Sphinx has the ability to search based on the presence of words in the same sentence. For example, there is a text:
Vasya is great, he ate a cucumber, because hungry. So it goes.
If you request
молодец SENTENCE огурец
Then we will find this text. If you request
молодец SENTENCE проголодался
Then we will not find this text, since apparently in Sphinx the implementation of the breakdown into sentences is implemented in a simple way and the first dot that comes across here is considered the end of the sentence. So the question is.
How can Sphinx be configured with a smarter sentence breakdown when preparing an index? Any option will do – indicate something in the configs or slip an external package for splitting into sentences, for example, Tomita parser from Yandex.

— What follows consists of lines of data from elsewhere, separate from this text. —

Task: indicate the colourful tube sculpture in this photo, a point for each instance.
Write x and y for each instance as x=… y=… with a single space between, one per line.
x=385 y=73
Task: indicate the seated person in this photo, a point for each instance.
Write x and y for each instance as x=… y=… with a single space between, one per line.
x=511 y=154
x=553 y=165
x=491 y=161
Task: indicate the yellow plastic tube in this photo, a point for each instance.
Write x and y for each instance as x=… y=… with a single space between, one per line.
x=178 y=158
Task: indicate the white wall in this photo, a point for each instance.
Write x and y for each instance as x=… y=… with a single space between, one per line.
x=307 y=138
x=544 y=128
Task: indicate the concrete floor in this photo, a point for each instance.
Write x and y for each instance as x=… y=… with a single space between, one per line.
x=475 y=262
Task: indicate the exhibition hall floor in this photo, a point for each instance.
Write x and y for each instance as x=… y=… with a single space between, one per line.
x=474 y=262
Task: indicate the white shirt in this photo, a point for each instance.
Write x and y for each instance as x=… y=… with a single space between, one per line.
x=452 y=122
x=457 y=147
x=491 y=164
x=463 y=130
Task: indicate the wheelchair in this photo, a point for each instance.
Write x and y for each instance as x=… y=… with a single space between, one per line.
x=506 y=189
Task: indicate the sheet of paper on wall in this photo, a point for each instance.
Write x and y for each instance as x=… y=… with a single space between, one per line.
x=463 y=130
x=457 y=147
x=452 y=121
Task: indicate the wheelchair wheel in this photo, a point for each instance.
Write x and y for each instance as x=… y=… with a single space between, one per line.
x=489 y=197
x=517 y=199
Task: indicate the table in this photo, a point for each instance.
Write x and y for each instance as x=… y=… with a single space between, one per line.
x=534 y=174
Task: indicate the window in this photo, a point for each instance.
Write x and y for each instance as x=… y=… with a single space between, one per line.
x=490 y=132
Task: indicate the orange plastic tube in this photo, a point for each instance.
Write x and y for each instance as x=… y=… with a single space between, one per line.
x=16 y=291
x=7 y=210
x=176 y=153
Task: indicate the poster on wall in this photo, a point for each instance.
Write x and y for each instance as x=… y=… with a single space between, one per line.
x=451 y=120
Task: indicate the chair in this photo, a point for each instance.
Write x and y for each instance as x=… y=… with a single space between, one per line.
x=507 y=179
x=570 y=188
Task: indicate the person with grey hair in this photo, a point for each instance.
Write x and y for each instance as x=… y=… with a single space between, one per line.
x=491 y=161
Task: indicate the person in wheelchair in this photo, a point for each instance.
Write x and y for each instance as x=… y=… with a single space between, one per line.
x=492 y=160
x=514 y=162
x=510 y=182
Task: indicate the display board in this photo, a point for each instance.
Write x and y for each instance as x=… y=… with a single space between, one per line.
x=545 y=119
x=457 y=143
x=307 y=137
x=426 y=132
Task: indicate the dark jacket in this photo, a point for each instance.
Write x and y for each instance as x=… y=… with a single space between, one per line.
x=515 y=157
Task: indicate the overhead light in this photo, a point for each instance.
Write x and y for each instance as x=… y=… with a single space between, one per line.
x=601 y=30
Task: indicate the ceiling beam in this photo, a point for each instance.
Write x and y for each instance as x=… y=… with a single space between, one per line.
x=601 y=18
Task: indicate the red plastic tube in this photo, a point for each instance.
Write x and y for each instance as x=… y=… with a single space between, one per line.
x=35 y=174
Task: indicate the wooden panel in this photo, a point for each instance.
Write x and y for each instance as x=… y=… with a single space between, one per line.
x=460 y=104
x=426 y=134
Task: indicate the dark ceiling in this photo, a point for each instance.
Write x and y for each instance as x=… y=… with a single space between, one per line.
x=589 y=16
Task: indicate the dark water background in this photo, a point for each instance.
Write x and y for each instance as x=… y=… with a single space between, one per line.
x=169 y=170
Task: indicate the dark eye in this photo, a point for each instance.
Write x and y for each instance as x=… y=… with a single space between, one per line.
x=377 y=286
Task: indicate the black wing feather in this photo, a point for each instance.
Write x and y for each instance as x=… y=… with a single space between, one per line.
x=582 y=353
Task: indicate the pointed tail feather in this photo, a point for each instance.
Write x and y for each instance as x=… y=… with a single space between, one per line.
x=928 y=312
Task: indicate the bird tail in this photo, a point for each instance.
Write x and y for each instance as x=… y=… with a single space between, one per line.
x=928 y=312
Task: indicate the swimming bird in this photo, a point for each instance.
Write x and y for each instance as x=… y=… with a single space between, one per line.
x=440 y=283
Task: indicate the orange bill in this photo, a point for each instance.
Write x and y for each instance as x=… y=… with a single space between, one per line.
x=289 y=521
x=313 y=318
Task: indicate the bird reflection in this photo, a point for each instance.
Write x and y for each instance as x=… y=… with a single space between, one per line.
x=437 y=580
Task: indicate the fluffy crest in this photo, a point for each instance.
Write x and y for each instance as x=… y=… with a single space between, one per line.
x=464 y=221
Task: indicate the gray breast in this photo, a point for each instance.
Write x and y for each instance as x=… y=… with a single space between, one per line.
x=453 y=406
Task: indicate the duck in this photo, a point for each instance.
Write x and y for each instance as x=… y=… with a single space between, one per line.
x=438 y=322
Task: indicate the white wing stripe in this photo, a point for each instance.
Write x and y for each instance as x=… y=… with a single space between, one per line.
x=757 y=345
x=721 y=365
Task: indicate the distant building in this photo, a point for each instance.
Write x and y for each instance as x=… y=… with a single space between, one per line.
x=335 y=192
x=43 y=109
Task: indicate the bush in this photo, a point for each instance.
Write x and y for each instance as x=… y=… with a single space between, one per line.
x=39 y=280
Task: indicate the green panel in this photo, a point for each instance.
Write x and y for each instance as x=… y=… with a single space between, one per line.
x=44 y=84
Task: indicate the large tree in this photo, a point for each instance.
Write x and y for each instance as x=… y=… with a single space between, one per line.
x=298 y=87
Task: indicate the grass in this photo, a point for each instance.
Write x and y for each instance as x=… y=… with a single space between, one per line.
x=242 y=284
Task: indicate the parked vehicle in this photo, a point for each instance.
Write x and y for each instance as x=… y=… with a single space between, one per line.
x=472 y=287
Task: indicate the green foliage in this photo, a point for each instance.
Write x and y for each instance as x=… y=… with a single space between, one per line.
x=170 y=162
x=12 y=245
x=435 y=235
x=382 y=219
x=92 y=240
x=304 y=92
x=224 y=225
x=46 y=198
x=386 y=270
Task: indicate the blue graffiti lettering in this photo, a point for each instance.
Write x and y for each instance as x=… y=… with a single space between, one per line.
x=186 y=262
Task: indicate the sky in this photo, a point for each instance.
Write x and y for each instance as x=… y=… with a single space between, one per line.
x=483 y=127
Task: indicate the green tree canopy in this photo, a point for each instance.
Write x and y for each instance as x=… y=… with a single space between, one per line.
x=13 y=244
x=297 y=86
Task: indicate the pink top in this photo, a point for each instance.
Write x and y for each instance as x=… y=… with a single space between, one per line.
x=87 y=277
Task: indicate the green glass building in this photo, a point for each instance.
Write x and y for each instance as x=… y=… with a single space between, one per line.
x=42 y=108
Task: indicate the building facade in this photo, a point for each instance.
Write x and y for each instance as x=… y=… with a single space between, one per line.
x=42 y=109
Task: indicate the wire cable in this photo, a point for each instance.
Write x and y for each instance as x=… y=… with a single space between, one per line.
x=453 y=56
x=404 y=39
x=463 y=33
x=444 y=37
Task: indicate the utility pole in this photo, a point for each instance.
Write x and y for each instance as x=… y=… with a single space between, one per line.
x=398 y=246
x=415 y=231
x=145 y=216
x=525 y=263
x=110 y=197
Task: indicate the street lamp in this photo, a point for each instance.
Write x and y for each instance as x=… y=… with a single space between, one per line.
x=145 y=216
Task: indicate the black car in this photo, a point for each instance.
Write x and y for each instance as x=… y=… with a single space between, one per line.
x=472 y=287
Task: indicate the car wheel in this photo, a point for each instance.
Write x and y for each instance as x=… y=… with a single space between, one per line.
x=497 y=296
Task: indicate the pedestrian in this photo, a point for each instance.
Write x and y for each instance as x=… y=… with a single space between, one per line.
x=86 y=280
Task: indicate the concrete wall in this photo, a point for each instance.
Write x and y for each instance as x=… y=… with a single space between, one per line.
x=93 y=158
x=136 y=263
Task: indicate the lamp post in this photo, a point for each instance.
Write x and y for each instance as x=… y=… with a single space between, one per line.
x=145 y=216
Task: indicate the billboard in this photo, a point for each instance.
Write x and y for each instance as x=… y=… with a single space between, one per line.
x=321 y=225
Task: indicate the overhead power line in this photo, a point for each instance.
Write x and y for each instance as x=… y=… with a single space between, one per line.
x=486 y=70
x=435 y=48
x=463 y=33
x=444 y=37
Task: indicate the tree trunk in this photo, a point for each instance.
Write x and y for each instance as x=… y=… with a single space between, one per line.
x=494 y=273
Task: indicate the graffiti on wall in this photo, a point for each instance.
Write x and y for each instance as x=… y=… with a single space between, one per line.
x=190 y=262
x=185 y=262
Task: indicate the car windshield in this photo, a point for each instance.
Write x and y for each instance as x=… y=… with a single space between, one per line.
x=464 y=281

There was an idea to break into sentences in advance using the Tomita parser and tell the Sphinx to use a newline as a sentence separator, but judging by the Sphinx sources, this is unlikely to succeed .
The solution that suits.
Use the Tomita parser to split the text into sentences. We get a text in which sentences are separated by line feeds.
In each received sentence, delete all dots, exclamation and question marks, leaving only the last dot, "?" or "!".
Based on this processed data, we build an index in Sphinx. The splitting into sentences will occur as needed, since Sphinx splits the text into sentences when it finds ".", "?" or "!".